Aproveitei o fim de semana de chuva e nuvens para limpar os livros. Tirando algumas colecções, autores ou temas que têm direito a uma prateleira inteira, arrumei os restantes por ordem alfabética. Às vezes tive de fazer pequenas falcatruas. Por exemplo: empurrei Guillaume Apollinaire mais para a frente para o Rui Manuel Amaral ficar juntinho ao Roberto  Arlt . Robert Walser é o escritor mais poliglota da minha biblioteca. Tenho livros em português, francês, inglês e alemão — ocupam trinta e cinco centímetros. Descobri três livros repetidos.

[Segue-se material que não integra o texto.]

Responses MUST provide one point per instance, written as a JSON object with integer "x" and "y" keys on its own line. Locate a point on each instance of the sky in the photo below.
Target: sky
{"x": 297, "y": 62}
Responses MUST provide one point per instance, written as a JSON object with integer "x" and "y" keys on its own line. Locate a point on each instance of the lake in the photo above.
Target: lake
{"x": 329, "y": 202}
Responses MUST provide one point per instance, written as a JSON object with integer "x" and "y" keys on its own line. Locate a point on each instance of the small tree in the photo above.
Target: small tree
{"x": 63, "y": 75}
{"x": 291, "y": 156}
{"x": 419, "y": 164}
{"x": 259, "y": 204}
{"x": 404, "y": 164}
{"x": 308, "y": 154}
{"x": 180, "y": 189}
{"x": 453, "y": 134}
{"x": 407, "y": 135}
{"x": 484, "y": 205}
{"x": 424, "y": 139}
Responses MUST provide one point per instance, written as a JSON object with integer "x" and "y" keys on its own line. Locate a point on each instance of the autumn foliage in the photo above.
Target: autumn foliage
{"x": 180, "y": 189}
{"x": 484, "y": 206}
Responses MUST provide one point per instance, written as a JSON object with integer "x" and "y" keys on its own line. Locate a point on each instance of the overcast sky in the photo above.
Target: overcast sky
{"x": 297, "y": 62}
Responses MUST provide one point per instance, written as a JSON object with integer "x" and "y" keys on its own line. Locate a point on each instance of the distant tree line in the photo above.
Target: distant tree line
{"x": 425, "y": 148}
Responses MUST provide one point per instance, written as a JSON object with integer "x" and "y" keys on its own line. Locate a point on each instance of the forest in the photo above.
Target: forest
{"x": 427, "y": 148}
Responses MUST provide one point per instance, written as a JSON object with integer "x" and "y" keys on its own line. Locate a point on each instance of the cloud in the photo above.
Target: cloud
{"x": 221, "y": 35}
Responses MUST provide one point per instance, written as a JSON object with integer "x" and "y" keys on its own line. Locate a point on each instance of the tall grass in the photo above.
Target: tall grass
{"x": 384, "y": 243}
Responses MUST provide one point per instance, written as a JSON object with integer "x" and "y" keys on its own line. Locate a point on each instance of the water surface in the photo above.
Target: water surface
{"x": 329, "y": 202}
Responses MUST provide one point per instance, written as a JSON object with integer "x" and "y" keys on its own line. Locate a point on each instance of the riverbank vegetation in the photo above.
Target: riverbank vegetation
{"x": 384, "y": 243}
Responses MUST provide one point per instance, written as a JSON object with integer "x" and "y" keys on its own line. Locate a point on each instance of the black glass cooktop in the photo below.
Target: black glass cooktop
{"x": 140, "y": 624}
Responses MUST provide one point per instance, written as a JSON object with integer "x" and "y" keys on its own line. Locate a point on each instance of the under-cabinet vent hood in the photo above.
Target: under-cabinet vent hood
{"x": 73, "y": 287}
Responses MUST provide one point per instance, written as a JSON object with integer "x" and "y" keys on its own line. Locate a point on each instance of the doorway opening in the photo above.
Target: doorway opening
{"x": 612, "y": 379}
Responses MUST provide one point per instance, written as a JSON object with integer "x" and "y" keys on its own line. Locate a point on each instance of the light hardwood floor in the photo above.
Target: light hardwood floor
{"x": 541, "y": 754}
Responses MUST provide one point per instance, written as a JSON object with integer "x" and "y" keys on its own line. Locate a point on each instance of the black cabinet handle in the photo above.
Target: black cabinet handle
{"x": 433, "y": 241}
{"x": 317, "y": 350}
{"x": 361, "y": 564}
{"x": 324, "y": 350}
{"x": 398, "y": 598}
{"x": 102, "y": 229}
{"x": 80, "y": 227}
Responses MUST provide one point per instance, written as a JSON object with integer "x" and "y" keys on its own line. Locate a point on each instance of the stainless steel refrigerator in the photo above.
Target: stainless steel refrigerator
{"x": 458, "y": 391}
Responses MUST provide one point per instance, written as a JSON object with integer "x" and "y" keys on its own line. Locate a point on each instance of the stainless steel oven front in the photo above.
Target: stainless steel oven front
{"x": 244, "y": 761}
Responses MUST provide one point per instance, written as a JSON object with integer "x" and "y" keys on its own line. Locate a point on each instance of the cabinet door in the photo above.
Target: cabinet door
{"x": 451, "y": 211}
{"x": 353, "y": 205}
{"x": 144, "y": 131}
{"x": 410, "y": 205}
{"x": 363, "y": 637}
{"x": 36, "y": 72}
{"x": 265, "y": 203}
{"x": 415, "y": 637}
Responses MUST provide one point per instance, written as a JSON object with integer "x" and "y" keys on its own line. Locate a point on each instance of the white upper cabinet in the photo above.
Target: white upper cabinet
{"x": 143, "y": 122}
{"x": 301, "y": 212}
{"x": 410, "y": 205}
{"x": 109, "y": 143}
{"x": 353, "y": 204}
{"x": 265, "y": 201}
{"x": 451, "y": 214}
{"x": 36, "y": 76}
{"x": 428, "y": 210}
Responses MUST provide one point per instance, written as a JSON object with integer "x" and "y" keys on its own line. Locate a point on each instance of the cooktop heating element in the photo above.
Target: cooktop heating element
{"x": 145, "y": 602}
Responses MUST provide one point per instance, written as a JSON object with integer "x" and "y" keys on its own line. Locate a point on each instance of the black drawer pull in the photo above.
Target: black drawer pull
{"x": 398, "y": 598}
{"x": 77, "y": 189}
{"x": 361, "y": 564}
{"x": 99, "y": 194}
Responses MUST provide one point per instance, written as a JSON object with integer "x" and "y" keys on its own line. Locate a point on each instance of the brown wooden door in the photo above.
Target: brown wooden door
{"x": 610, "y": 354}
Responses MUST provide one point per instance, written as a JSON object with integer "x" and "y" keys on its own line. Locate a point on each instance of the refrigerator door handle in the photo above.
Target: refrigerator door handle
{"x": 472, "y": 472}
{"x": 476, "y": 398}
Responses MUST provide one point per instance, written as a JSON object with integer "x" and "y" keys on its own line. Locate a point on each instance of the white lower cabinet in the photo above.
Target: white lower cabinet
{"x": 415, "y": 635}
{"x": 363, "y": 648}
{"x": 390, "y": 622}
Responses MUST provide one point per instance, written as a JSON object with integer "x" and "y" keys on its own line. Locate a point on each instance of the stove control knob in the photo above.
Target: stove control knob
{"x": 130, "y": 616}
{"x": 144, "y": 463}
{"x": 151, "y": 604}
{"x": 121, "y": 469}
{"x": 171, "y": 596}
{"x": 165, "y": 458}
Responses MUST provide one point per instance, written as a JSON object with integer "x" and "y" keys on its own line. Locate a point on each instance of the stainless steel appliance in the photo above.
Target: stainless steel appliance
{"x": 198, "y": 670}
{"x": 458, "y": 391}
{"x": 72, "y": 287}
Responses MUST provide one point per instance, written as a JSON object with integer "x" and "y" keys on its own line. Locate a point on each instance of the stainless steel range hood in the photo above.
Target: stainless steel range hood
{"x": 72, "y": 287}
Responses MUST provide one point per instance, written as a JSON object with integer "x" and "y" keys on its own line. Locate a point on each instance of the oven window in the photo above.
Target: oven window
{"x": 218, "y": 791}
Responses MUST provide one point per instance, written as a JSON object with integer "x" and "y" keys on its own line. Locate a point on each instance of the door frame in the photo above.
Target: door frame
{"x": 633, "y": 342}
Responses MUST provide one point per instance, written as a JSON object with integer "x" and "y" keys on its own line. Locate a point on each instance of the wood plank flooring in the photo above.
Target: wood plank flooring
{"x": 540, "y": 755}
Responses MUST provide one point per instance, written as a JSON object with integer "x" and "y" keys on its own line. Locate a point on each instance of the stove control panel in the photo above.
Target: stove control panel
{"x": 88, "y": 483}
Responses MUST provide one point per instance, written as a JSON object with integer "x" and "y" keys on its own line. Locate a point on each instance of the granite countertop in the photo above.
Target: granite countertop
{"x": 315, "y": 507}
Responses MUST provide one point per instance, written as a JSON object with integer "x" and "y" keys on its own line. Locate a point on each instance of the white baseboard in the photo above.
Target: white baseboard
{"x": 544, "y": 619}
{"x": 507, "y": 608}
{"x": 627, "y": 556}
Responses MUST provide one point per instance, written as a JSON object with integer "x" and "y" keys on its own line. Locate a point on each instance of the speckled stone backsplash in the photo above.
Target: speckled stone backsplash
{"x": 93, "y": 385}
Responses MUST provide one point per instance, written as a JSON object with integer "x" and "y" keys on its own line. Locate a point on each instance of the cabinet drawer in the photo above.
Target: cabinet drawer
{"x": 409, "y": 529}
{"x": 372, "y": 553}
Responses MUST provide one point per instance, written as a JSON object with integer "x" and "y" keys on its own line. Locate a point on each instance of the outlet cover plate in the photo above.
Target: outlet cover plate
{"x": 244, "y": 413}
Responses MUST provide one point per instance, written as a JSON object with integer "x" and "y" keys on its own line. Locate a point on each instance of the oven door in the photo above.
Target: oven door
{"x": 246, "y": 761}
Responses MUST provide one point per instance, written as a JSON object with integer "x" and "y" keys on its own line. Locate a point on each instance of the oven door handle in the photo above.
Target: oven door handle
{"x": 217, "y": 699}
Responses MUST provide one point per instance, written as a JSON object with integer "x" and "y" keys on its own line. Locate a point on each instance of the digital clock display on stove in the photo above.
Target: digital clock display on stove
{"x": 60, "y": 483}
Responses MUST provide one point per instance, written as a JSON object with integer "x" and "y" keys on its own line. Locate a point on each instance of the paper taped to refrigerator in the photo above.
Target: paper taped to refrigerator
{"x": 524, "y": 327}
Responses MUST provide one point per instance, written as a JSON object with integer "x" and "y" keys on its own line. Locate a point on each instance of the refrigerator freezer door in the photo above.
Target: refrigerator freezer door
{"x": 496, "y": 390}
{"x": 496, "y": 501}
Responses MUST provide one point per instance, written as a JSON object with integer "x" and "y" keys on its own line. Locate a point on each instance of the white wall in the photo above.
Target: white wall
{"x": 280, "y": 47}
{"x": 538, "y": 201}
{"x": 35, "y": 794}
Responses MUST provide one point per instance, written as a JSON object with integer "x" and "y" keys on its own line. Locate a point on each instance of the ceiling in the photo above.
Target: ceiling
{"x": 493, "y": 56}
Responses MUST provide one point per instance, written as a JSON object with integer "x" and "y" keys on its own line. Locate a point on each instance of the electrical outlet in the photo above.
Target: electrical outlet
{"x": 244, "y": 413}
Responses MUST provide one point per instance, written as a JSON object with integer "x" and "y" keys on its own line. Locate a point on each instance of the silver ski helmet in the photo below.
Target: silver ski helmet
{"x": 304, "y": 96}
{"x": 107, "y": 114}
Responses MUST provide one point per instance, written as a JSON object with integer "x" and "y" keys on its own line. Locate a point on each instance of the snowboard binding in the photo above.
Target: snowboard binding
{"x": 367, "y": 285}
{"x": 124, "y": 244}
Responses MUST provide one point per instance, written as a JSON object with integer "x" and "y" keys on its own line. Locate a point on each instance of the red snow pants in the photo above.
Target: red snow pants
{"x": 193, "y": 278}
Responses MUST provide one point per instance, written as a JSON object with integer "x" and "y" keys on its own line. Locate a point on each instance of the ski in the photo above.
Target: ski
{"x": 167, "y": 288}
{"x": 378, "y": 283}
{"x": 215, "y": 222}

Vou viver no museu tal como costumo viver em casa

Eu sou artista. Sou mulher. Sou esposa. Sou mãe (ordem aleatória). Passo demasiado tempo a lavar, limpar, cozinhar, renovar, apoiar, preservar, etc. Além disso (e até agora estes dois mundos estavam separados), "faço" Arte. Agora vou só fazer estas actividades quotidianas de manutenção, tornando-as conscientes, expondo-as como Arte. Eu vou viver no museu tal como costumo viver em casa, com o meu marido e o meu bebé (exacto, mas se não me quiserem no museu à noite, regresso todos os dias) durante o tempo todo da exposição e farei tudo isto como actividades de arte pública: vou varrer e encerar o chão,  limpar o pó a tudo, lavar as paredes (ou seja, "pinturas de chão, trabalhos com pó, esculturas de sabão e pinturas de parede"), cozinhar, convidar pessoas para comer, limpar, arrumar, mudar as lâmpadas. É possível que faça aglomerações e disposições com todo o material excedente funcional. A área da exposição poderá parecer "vazia" de arte, mas será mantida p

A corcunda

As pessoas dizem “atirar para trás das costas” para esquecer, mas não é bem assim. E se a carga fica presa nas nossas costas? Isso não implica que vamos andar com aquele peso para sempre? Uma corcunda patafísica?

Fumo

Acendo um cigarro para invocar as palavras. Nada. Apenas fumo. Pequenas nuvens pelo ar. Mas há qualquer coisa no fumo do cigarro. Um mistério qualquer. Asa, pluma, um silêncio.  O que será?

Pois bem, seja!

O homem e eu, enclausurados dentro dos limites da nossa inteligência como amiúde um lago dentro de uma cintura de ilhas de coral, em lugar de unirmos as nossas forças respectivas para nos defendermos contra o acaso e o infortúnio, afastamo-nos, estremecendo de ódio, optando por duas estradas opostas, como se nos tivéssemos ferido reciprocamente com a ponta de uma adaga! Dir-se-ia que cada um compreende o desprezo que inspira ao outro: empurrados pelo móbil de uma dignidade relativa, esforçamo-nos por não induzir em erro o nosso adversário – cada um fica do seu lado e não ignora que a paz proclamada seria impossível de manter. Pois bem, seja!  Isidore Ducasse, Cantos de Maldoror: Canto IV, Estrofe I .  Tradução de Regina Guimarães. Em breve, numa edição FLOP .

Se o banco fosse verde

Nove e pouco da manhã. Estou sentada no jardim do Calém a apanhar sol, a fazer tempo. Ele vem ter comigo e diz: — Não tenha medo de mim, eu não sou um assassino. Depois acrescenta muitas coisas, conta uma história complicada quase sem sentido, mostra-me as mãos abertas, mas já não presto atenção. Aquela frase podia ser d’ O Idiota. Se o banco fosse verde.